The scorpion shrugged and said: "It is in my nature, I could not help myself "
Then they both sank into the river and drowned.
What a sad little story this is!
The scorpion made a promise but did not keep that promise. There are many scorpions in the form of humans roaming the earth. Husbands and wives often make promises when they get married, and somewhere along the way they get lost and forget the promise that they made.....
My friend is currently going through a bad divorce. Although I am also divorced, I am not an advocate for divorce. I have given a lot of advice to both men and women battling in relationships, as I did a course in marriage counseling. My honest advice is to try and get past the lies and the distrust and to complete the full course in marriage counseling. Divorce is not always an option and often we can learn to trust again.

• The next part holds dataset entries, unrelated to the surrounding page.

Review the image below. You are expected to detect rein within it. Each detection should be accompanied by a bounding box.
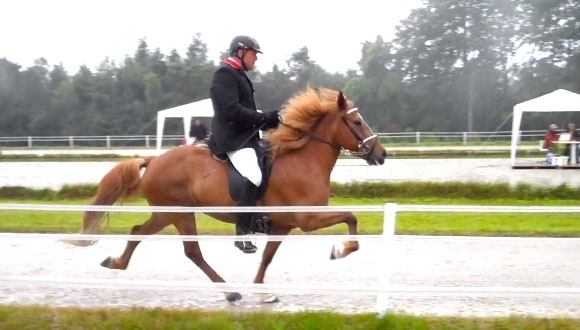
[281,121,343,152]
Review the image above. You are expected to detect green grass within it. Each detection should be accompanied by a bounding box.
[1,197,579,237]
[2,197,579,328]
[1,306,579,330]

With my friend, I had different advice. I have seen her husband treat her badly and drag her down to a level that no woman should EVER be on. He disrespected her in front of others and he has cheated on her numerous times. In this case, I was the one who caught him out by accident, but that is a different story.
It was no shock to my friend, and it gave her a way out. Fortunately, they did not have any children and she will be able to walk away and start her life again. Three years of a life wasted. It was an expensive mistake, and she will probably have a very hard time trusting people from now on.
How can someone that you love and trust betray you in such a way?
We all make mistakes. Often. Nobody is perfect. But if you can't trust your partner who can you trust? Many of us are just like the frog. We trust too easily and we believe that we can trust others. It is only when someone betrays us that we actually realize that that person could in fact not be trusted in the first place.
Most of us have been betrayed at some point in our lives. It made us stronger people or perhaps more suspicious. I am wary of people. I have been hurt one too many times so I do not trust easily.
Do we just learn from our mistakes or what makes us trust someone unconditionally? Is it even possible to trust someone unconditionally?